For the assessment of the injury depth, the temperature profile and damage fraction were analyzed at midline of the therapy beam (y = 4.8 mm). The tissue was assumed to be fully coagulated in regions where D > 0.95.




Injury Depth Control in Single-Wavelength LTT is Limited by Vaporization and Accuracy Bounds

To establish a baseline performance, the injury depth range achieved by power modulation of a fixed wavelength therapy beam was analyzed. The optical properties of the tissue at a specific wavelength define the effective penetration depth and energy distribution inside the tissue. Changing the laser power results in a linear scaling of this distribution. Because the finite-difference model is at equilibrium in the absence of any irradiation, the solution to the heat transfer equation likewise scales linearly with power around the initial temperature of 37°C. Figure 3a displays the maximum temperature that occurred at each depth during exposure along the middle of the therapy beam for two different power settings and a wavelength of 1875 nm. The shape of these temperature curves is defined by the tissue physical properties and the glass slide at the surface that acts as a heat sink and evacuates heat from regions adjacent to the surface. Whereas the temperature profile scales linearly with power, the damage integral does not. This reflects the tissue's susceptibility to temperatures above ∼64°C, for which the activation energy for protein denaturation is exceeded. Assuming the tissue to be fully coagulated in regions where D > 0.95 results in treatment depths of 0.26 and 0.78 mm for irradiation with 0.29 and 0.61 W, respectively. The transitory region 0.95 > D > 0.05 was interpreted as a region of partial damage, where reversible damage such as edema and perivascular inflammation occur. In the interest of producing a clear treatment boundary, to reduce the risk of excessive collateral damage, and to ensure rapid healing and good tolerability of the treatment the margin, δ, of this region should be minimized.25

Fig. 3

Scanned beam thermal therapy. (a) Temperature maximum occurring during the therapy scan in function of depth at the center of the therapy beam, and resulting fractional tissue damage for a fixed wavelength of 1875 nm at two power settings. The 0.95 fractional damage was chosen as criterion for treatment depth, and the width of the transition region between 0.05 and 0.95 to quantify the margin δ of thermal collateral damage.
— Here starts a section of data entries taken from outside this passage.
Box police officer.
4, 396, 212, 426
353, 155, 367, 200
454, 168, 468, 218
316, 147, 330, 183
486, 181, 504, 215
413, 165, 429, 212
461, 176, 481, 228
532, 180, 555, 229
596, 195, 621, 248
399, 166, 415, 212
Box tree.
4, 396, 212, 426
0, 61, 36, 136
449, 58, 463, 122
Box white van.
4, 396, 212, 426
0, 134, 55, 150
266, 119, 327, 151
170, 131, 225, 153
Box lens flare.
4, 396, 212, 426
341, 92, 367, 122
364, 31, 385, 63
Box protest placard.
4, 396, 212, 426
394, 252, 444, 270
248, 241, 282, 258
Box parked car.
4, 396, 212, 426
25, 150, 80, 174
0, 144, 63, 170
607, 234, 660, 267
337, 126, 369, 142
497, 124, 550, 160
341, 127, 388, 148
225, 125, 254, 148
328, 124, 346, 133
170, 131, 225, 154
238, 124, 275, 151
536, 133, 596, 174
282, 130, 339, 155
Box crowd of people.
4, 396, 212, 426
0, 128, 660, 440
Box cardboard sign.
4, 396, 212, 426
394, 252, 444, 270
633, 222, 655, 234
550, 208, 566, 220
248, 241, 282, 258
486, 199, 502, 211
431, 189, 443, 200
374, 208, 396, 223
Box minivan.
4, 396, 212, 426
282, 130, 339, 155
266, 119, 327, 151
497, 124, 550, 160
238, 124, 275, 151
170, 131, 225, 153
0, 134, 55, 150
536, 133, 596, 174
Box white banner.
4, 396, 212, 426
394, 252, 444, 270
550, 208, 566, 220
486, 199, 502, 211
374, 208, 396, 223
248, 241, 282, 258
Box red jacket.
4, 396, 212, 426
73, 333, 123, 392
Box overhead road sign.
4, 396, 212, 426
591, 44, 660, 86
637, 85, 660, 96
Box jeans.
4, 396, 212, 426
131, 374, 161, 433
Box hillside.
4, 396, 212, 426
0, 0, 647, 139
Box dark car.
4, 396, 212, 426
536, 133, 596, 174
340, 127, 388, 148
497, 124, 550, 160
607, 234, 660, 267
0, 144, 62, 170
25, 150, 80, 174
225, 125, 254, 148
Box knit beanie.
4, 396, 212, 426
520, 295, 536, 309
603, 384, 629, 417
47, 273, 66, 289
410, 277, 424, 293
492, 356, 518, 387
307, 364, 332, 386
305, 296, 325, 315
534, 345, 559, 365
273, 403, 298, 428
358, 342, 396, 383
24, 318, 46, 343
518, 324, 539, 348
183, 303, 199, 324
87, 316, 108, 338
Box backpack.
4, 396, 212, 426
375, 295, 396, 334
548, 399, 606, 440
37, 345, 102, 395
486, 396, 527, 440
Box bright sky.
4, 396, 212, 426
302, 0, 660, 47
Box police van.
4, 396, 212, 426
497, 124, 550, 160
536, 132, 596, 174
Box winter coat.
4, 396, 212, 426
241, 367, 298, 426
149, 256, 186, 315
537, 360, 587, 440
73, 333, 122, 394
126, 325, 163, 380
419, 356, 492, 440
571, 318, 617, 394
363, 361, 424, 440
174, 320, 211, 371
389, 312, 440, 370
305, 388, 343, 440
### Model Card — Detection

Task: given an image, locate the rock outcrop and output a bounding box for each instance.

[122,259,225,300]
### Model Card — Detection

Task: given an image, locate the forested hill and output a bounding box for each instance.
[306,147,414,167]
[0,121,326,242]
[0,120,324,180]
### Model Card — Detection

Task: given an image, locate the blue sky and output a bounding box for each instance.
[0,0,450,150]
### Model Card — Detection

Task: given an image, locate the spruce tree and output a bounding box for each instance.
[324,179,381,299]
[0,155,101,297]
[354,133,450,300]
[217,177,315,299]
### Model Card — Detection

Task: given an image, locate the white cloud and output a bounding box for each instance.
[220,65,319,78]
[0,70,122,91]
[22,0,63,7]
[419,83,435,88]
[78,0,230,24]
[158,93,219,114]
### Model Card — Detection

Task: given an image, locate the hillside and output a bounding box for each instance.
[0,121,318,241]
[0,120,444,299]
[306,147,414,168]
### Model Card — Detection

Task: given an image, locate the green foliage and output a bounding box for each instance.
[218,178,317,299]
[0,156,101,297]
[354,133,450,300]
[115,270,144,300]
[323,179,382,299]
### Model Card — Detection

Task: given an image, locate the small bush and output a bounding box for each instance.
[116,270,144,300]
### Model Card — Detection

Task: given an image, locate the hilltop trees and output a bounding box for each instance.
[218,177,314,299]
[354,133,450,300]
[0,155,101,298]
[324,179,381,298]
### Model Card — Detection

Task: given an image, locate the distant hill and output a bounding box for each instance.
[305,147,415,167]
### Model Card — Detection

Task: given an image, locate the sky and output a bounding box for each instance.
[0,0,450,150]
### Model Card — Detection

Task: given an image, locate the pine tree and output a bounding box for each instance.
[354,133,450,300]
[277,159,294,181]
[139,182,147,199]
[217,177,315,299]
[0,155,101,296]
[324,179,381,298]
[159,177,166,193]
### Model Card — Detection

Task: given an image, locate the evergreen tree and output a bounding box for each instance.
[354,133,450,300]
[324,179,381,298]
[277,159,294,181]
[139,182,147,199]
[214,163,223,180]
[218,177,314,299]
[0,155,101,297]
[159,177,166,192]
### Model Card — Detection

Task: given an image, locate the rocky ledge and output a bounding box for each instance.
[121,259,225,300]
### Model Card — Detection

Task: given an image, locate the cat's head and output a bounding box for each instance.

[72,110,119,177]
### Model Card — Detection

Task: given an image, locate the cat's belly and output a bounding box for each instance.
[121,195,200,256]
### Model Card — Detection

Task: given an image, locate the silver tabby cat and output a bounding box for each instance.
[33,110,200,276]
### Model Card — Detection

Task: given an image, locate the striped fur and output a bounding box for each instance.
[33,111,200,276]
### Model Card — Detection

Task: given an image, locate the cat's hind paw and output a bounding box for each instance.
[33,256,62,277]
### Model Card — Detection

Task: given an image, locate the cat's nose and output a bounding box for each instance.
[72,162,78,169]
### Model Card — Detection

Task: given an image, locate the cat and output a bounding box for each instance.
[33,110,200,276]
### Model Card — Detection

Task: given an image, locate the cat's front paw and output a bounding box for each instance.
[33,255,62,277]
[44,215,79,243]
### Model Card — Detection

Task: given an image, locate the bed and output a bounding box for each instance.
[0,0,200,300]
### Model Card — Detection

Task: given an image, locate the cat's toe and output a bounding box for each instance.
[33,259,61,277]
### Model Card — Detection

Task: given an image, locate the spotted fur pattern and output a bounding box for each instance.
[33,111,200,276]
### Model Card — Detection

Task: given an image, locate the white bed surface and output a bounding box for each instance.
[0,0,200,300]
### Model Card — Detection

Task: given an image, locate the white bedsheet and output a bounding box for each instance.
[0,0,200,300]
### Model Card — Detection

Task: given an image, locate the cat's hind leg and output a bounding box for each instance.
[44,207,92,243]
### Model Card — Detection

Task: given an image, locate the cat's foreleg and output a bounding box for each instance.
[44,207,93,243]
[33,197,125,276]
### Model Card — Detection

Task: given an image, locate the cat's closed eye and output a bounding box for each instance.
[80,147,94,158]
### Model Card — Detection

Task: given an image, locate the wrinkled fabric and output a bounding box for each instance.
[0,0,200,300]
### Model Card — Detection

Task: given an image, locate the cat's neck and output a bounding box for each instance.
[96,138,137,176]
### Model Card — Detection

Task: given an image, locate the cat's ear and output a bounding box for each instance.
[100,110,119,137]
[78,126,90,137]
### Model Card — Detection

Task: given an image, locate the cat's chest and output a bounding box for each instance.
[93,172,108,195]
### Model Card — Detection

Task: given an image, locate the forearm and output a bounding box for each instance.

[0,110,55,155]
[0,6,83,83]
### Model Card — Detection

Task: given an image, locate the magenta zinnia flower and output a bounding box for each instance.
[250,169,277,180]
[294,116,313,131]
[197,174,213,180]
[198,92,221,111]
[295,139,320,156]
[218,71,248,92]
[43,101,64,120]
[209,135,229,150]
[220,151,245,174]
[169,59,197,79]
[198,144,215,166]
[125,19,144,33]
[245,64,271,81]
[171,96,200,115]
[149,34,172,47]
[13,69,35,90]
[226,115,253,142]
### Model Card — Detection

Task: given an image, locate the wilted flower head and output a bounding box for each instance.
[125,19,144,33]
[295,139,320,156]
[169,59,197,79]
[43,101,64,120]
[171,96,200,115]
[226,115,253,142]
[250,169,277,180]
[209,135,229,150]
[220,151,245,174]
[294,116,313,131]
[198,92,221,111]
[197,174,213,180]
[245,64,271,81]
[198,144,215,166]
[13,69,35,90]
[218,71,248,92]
The high power setting is limited by a 100°C threshold, whereas a fractional damage of 0.99 was used to determine the lower bound power setting. (b) The same upper and lower bound criteria, but applied to illumination at two distinct wavelengths increases the available treatment range. (c) Treatment depth in function of both wavelength and power. Only regions between the two thresholds are viable power-wavelength combinations. The contour lines indicate the variation of the margins δ in function of both parameters. (d) Following the upper threshold with a 5°C security margin, indicated by the dashed line in (c) defines the ideal wavelength-power combination for a given treatment depth. To access more shallow depths, the extreme wavelength of 1900 nm is power controlled, before starting the wavelength tuning.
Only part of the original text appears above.